Глава 20
Утром он уехал. Это не удивило и не… расстроило. Ведь теперь Альма знала — он убегает не от нее, а к ней. Каждый раз стремится вновь попасть к ней.
Совсем потеряла гордость? Забыла все, что пережила, из-за каких-то дурацких признаний? Возможно, все именно так. Альма прекрасно отдавала себе отчет в этом. И ей было плевать. Важно лишь то, что сердцу легче, и сердце верит. А еще поет — тихо, но звонко.
На этот раз о зелье Ринар не напоминал.
После отъезда мужа, Альма долго сидела на кровати, вертя очередную баночку в руках. Она бы жутко хотела, чтоб после этой их ночи появился ребенок. И теперь ведь выбор за ней — может плюнуть на осторожность, забыть о зелье, а потом терпеливо ждать, прислушиваясь к себе. И рано или поздно почувствовать то, о чем мечтает — почувствовать, что в ней теперь живет плод их любви. Но выбор действительно за ней… И потому она может сделать так, как хотел бы он.

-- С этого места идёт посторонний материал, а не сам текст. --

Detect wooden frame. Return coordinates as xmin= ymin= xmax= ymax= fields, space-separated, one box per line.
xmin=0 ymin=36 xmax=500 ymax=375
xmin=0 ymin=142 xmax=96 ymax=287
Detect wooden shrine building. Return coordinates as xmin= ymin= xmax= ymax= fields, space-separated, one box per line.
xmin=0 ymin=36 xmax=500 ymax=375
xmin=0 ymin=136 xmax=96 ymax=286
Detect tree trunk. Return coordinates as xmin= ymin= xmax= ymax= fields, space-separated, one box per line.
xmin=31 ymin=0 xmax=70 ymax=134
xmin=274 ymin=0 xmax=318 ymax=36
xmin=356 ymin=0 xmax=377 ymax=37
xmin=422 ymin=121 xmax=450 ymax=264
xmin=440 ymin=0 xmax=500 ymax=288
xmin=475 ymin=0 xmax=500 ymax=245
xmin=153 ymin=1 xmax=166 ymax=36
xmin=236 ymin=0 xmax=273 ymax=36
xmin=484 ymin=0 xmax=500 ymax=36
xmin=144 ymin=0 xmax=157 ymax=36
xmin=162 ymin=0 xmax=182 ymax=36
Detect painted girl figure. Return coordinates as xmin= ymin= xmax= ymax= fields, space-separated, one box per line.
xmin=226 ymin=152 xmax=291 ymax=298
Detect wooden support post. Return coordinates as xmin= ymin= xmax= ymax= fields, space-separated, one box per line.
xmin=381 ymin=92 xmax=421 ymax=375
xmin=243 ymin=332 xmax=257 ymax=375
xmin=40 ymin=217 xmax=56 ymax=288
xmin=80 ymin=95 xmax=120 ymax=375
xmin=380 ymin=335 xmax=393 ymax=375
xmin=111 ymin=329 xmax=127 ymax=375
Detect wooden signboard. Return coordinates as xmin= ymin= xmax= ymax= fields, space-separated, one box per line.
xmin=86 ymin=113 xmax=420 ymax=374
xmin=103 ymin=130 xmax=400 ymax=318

Альма выпила содержимое флакончика, а потом еще какое-то время крутила его в руках. Ринар боится. Не беспочвенно — у него есть на то причины. И забеременей она сейчас, ему придется несладко. Он и так рвется на части, а узнай о том, что у них будет ребенок, станет рваться еще сильней. И как бы ни хотела Альма осуществить свою новую мечту, была согласна с тем, что сейчас не время. Пока. А потом… потом у них обязательно будут дети.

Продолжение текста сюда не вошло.